Inilah saat yang sangat menentukan. Kesempatan emas ini tidak boleh saya sia-siakan, "Begini, Pa. Yoyo sayang sama Papa. Yoyo pengen Papa sembuh. Papa nggak boleh sakit."
"Siapa sih manusia di dunia ini yang mau sakit, Yo?" tukas Pak Yo. Tangannya bergerak meraih kepala saya, mengusap rambut lalu pindah mengusap-usap pipi dan bertanya, "Kamu minta apa, Yo?"
Dengan suara hampir tak terdengar saya melanjutkan, "Yoyo mau minta supaya Papa mau menjalani pemeriksaan endoskopi itu."
Ada sedikit keterkejutan di mata Papa. Tangannya turun kembali ke atas kasur. Rupanya dia sama sekali tidak menyangka permintaan saya itu.
"Menurut dokter, itu satu-satunya cara untuk mendeteksi penyakit Papa," sambung saya lagi.
Saya menunggu tapi Papa tidak berucap sepatah kata. Bahkan kini dia kembali menutup matanya.
Aduh! Saya takut sekali Papa marah sehingga tidak berani mendesaknya lebih lanjut. Saya pun meraih buku tadi dan meneruskan membaca.
Keheningan yang berlangsung cuma sekitar 5 menit tapi terasa lama sekali, sampai akhirnya Papa kembali membuka matanya dan berkata, "Yoyo."
"Ya, Pa?" tanya saya harap-harap cemas.
Papa sejenak terdiam lagi.

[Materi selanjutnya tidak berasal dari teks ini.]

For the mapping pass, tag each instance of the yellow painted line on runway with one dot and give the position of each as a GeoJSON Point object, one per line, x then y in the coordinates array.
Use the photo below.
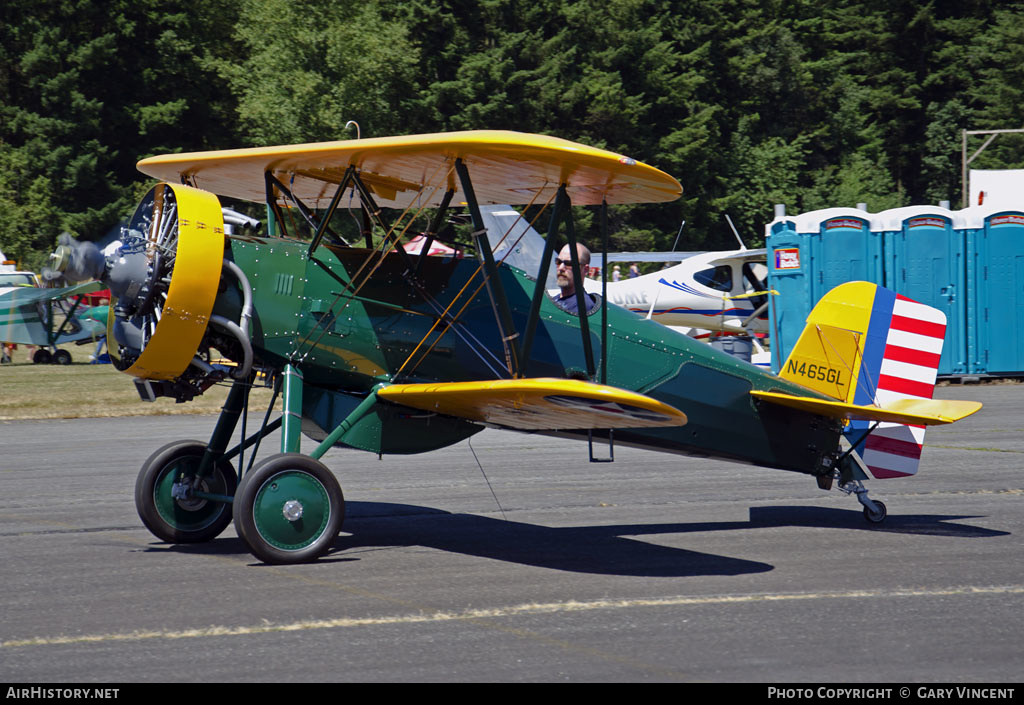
{"type": "Point", "coordinates": [514, 611]}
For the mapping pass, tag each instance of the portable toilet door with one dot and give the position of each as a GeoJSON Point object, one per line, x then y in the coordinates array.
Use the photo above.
{"type": "Point", "coordinates": [788, 279]}
{"type": "Point", "coordinates": [846, 251]}
{"type": "Point", "coordinates": [1000, 293]}
{"type": "Point", "coordinates": [927, 264]}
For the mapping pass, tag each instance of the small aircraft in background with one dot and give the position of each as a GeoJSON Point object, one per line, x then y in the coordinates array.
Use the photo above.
{"type": "Point", "coordinates": [45, 318]}
{"type": "Point", "coordinates": [370, 346]}
{"type": "Point", "coordinates": [707, 291]}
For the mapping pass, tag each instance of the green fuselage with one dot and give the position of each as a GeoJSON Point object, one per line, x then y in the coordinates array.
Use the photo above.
{"type": "Point", "coordinates": [346, 339]}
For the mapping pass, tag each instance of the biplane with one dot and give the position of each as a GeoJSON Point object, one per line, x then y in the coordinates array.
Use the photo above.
{"type": "Point", "coordinates": [373, 347]}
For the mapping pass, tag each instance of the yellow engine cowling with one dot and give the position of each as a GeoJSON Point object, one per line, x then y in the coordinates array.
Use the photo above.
{"type": "Point", "coordinates": [183, 227]}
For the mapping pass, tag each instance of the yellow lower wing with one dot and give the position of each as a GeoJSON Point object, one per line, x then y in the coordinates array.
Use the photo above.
{"type": "Point", "coordinates": [542, 404]}
{"type": "Point", "coordinates": [912, 411]}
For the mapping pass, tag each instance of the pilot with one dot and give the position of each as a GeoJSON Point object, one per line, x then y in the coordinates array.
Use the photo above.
{"type": "Point", "coordinates": [563, 273]}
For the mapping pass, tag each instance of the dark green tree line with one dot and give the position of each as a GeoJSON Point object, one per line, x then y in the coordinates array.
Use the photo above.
{"type": "Point", "coordinates": [749, 102]}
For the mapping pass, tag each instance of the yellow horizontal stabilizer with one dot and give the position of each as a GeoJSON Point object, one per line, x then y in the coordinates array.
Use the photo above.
{"type": "Point", "coordinates": [912, 411]}
{"type": "Point", "coordinates": [542, 404]}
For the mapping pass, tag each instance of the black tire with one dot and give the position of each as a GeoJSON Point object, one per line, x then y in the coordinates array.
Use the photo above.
{"type": "Point", "coordinates": [877, 516]}
{"type": "Point", "coordinates": [182, 521]}
{"type": "Point", "coordinates": [289, 509]}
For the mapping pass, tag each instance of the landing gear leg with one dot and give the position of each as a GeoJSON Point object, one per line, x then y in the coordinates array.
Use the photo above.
{"type": "Point", "coordinates": [850, 473]}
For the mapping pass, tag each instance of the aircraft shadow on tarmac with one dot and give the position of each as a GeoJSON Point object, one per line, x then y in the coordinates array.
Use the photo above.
{"type": "Point", "coordinates": [598, 549]}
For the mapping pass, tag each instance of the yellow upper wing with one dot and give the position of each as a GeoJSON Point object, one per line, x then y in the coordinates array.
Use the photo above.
{"type": "Point", "coordinates": [506, 168]}
{"type": "Point", "coordinates": [541, 404]}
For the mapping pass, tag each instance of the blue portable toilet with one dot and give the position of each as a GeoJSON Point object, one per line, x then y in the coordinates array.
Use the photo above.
{"type": "Point", "coordinates": [808, 255]}
{"type": "Point", "coordinates": [995, 280]}
{"type": "Point", "coordinates": [925, 251]}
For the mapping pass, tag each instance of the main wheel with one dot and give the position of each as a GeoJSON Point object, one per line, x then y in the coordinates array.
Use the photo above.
{"type": "Point", "coordinates": [877, 516]}
{"type": "Point", "coordinates": [289, 509]}
{"type": "Point", "coordinates": [164, 501]}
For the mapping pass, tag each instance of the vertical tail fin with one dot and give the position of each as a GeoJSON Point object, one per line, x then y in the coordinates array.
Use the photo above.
{"type": "Point", "coordinates": [867, 345]}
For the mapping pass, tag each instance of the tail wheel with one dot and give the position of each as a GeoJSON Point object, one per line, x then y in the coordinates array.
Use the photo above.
{"type": "Point", "coordinates": [165, 283]}
{"type": "Point", "coordinates": [164, 496]}
{"type": "Point", "coordinates": [880, 513]}
{"type": "Point", "coordinates": [289, 509]}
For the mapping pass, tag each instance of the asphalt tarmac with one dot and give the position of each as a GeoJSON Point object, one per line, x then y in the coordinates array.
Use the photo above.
{"type": "Point", "coordinates": [542, 567]}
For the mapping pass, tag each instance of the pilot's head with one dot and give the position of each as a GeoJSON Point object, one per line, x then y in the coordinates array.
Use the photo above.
{"type": "Point", "coordinates": [563, 271]}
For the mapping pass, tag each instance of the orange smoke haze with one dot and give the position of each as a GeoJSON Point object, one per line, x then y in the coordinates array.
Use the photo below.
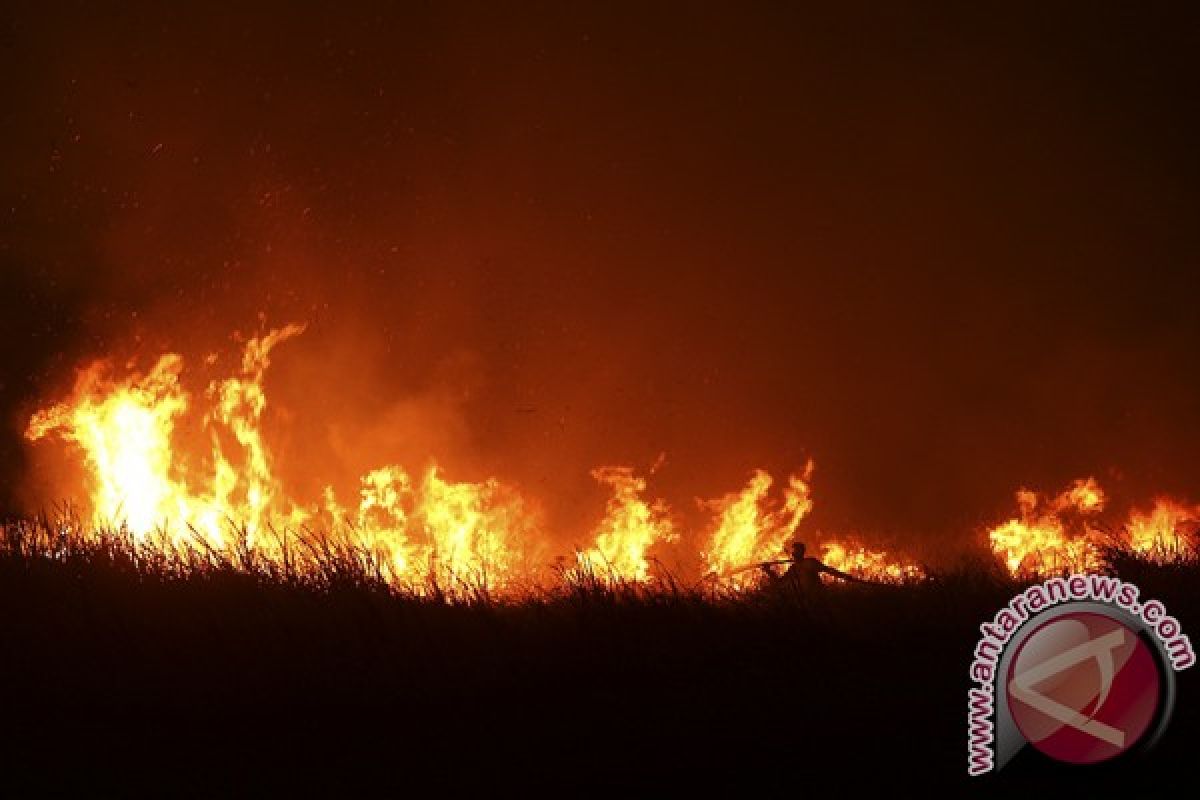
{"type": "Point", "coordinates": [526, 247]}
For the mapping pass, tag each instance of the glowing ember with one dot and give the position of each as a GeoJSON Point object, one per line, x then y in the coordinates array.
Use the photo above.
{"type": "Point", "coordinates": [867, 564]}
{"type": "Point", "coordinates": [629, 529]}
{"type": "Point", "coordinates": [1051, 535]}
{"type": "Point", "coordinates": [1167, 533]}
{"type": "Point", "coordinates": [749, 530]}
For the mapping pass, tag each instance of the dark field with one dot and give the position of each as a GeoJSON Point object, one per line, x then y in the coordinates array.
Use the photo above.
{"type": "Point", "coordinates": [123, 677]}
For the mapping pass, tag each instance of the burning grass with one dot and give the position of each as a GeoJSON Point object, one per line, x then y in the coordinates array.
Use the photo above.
{"type": "Point", "coordinates": [187, 669]}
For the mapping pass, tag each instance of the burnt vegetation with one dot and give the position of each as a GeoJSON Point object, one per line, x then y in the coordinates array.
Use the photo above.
{"type": "Point", "coordinates": [192, 672]}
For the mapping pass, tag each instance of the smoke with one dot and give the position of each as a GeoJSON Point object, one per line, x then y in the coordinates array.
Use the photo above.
{"type": "Point", "coordinates": [531, 247]}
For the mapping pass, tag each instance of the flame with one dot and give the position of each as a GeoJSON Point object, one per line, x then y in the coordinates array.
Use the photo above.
{"type": "Point", "coordinates": [630, 527]}
{"type": "Point", "coordinates": [879, 566]}
{"type": "Point", "coordinates": [1051, 535]}
{"type": "Point", "coordinates": [747, 530]}
{"type": "Point", "coordinates": [1059, 534]}
{"type": "Point", "coordinates": [124, 431]}
{"type": "Point", "coordinates": [456, 536]}
{"type": "Point", "coordinates": [1165, 533]}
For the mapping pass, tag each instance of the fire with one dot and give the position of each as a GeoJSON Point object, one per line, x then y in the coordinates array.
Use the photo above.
{"type": "Point", "coordinates": [749, 530]}
{"type": "Point", "coordinates": [1165, 533]}
{"type": "Point", "coordinates": [853, 558]}
{"type": "Point", "coordinates": [630, 527]}
{"type": "Point", "coordinates": [456, 536]}
{"type": "Point", "coordinates": [1051, 534]}
{"type": "Point", "coordinates": [124, 431]}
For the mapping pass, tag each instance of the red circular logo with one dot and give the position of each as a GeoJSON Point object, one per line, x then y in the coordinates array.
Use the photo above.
{"type": "Point", "coordinates": [1084, 687]}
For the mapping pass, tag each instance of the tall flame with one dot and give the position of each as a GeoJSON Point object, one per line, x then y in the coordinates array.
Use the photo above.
{"type": "Point", "coordinates": [749, 530]}
{"type": "Point", "coordinates": [629, 529]}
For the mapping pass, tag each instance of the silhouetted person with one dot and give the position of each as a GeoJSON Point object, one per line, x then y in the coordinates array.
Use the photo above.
{"type": "Point", "coordinates": [804, 571]}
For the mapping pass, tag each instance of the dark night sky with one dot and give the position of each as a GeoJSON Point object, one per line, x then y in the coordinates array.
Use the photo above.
{"type": "Point", "coordinates": [945, 253]}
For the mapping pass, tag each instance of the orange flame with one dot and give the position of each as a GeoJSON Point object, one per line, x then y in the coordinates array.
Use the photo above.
{"type": "Point", "coordinates": [748, 530]}
{"type": "Point", "coordinates": [1051, 535]}
{"type": "Point", "coordinates": [629, 529]}
{"type": "Point", "coordinates": [879, 566]}
{"type": "Point", "coordinates": [1165, 533]}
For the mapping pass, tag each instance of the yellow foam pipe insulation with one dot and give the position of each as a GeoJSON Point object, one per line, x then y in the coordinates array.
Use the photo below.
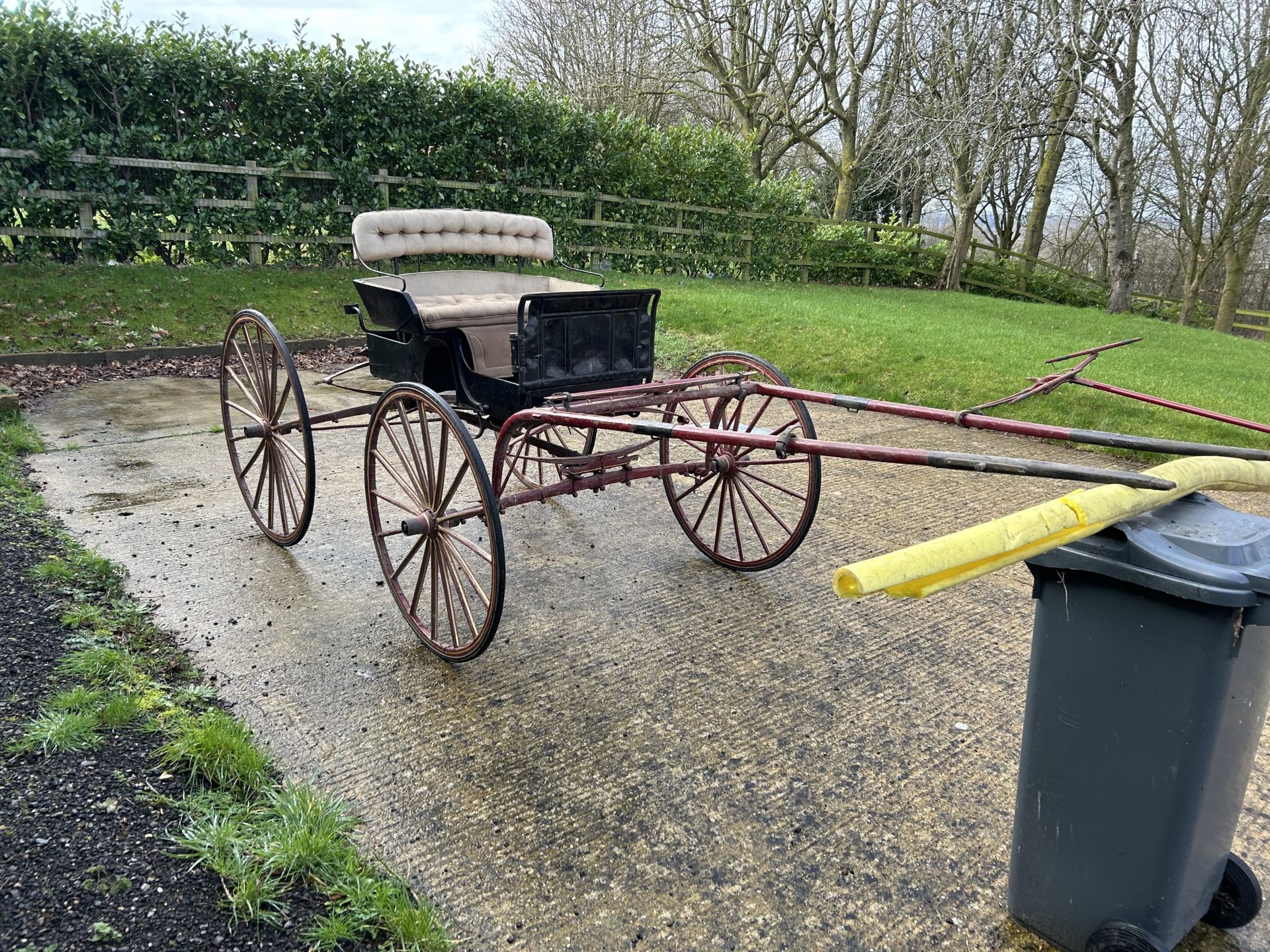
{"type": "Point", "coordinates": [941, 563]}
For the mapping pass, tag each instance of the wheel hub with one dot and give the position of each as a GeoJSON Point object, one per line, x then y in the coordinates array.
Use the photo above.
{"type": "Point", "coordinates": [422, 524]}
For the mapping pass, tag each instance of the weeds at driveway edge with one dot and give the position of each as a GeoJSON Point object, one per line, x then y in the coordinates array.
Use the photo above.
{"type": "Point", "coordinates": [266, 837]}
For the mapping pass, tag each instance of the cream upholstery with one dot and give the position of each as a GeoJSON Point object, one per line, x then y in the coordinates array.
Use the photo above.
{"type": "Point", "coordinates": [429, 231]}
{"type": "Point", "coordinates": [483, 305]}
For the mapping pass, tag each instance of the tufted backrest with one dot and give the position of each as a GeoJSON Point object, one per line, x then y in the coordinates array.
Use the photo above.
{"type": "Point", "coordinates": [429, 231]}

Dia menghela napas panjang beberapa kali lalu melanjutkan perkataannya, "Papa bersedia melakukan endoskopi sesuai dengan permintaan kamu."
Yeay! Saya girang bukan main mendengarnya. Saya genggam tangannya dan berucap, "Terima kasih, Papa. Somoga dengan cara ini penyakit Papa bisa terdeteksi dan bisa segera sembuh."